In Dhaka, officials at Bangladesh’s national police headquarters did not immediately respond to BenarNews requests for comment on Monday.

Roy, a dual Bangladeshi-U.S. citizen, lived in the United States with his wife. He came to Bangladesh to attend Dhaka’s annual Ekushey Book Fair in February 2015, despite repeated online death threats against him.

On the evening of Feb. 26, 2015 machete-wielding men attacked Roy and his wife as the couple was leaving the campus of Dhaka University – the venue for the literary festival.

The assailants hacked Roy to death. Ahmad survived the attack but was seriously injured.

Of the two who are on the run, Akram Hossain took part in hacking Roy to death, while notorious former major Syed Ziaul Haque planned the murder, prosecutors had said. 

Haque is allegedly the chief of the militant outfit Ansar-al-Islam, which is also known as Ansarullah Bangla Team (ABT). In 2019, investigators told BenarNews that they were unsure whether the notorious “Major Zia” – who was blamed for multiple terror attacks in the country – was still alive.

The State Department said that soon after ABT claimed responsibility, Asim Umar, the now-deceased leader of al-Qaeda in the Indian Subcontinent, posted a widely circulated video claiming that AQIS followers were responsible for the attack on Roy and Ahmed.

Bangladesh banned ABT in May 2015. The next year, the U.S. State Department designated AQIS a Foreign Terrorist Organization.

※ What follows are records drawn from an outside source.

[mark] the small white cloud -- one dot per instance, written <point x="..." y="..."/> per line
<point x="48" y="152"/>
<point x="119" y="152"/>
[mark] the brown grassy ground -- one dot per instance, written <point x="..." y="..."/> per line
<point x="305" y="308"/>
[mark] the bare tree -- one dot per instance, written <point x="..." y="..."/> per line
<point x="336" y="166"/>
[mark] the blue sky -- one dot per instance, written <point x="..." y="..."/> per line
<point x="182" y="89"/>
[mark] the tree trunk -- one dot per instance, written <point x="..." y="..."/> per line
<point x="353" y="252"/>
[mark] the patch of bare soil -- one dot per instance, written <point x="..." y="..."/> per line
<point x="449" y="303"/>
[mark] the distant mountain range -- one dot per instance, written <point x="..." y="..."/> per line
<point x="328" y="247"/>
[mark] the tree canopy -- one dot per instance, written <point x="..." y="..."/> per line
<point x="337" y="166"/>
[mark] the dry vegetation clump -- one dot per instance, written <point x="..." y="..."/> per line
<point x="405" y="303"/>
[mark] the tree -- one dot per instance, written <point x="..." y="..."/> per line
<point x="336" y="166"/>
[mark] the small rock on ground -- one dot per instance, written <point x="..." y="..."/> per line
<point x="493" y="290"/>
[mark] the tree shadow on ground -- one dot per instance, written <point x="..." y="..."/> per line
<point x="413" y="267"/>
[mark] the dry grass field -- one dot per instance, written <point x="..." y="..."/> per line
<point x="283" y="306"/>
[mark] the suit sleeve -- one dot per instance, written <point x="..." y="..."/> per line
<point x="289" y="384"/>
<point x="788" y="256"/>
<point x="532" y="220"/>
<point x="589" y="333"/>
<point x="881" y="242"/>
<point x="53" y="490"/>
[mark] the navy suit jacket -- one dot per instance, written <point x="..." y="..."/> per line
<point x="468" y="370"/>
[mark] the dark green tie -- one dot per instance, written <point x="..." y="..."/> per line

Since another secular activist and blogger, Ahmed Rajib Haider, was killed by Muslim zealots in February 2013, several other writers, bloggers, publishers, activists and intellectuals were slain in machete-attacks, mostly in 2015 and 2016.

The State Department noted that Roy “challenged fundamentalism in Bangladesh” by advocating for freedom of expression.

Roy “coordinated international protests to raise awareness of the plight of imprisoned atheist bloggers in Bangladesh and was a well-known critic of social repression,” it said.

“He was targeted and killed for his outspoken beliefs and activism.”

The Rewards for Justice Program, administered by the State Department’s Diplomatic Security Service, was set up in 1984.

It has paid in excess of $200 million to more than 100 people who provided actionable information that “helped prevent terrorist attacks, bring terrorists to justice, and resolve threats to U.S. national security,” the statement said.